Did this over the past weekend. I removed the battery but not the battery tray. It took me a while to work out the plug, mostly because I was paranoid didn't want to break it and I also had a wire harness and some other hoses in the way. I had bought 1/2 inch tubing but it looks like the fill hole itself is 1/1 inch so the tubing wouldn't fit. I ended up using a funnel that had a flex hose attached to it. 

Anyway, because I had to undo a wire harness and removed the battery, and didn't want to start the car without the plug in place, I opted to fill er up with 3.5 quarts of MaxLife and seal it up before testing and checking. I didn't measure the old fluid but it was at least 3 quarts that came out. I didn't open the check plug and just left it with 3.5 new quarts in. I have a vagcom but didn't use it, just let the car warm up, shift in place for a few minutes to get the fluid working in the gears before I test drove. 
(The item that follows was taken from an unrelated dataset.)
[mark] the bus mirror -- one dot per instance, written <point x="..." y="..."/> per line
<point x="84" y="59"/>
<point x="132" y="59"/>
Right away the car shifted perfectly. Once early in the test drive I had it stick in second gear. I pulled over, shifted in place to work the fluid around again, and continued the test drive. It shifted perfectly the rest of the test drive. Note: prior to this procedure the car wouldn't shift out of second no matter how warm I let it get.

I did another test drive the following day. The car wouldn't shift again automatically out of second gear. I pulled over, shifted in place for a minute and then continued the test drive. Shifted almost perfectly. I did have it feel once like it was going to stick in second but it finally shifted out and into third. I also played around using the Tip and it also was like butter.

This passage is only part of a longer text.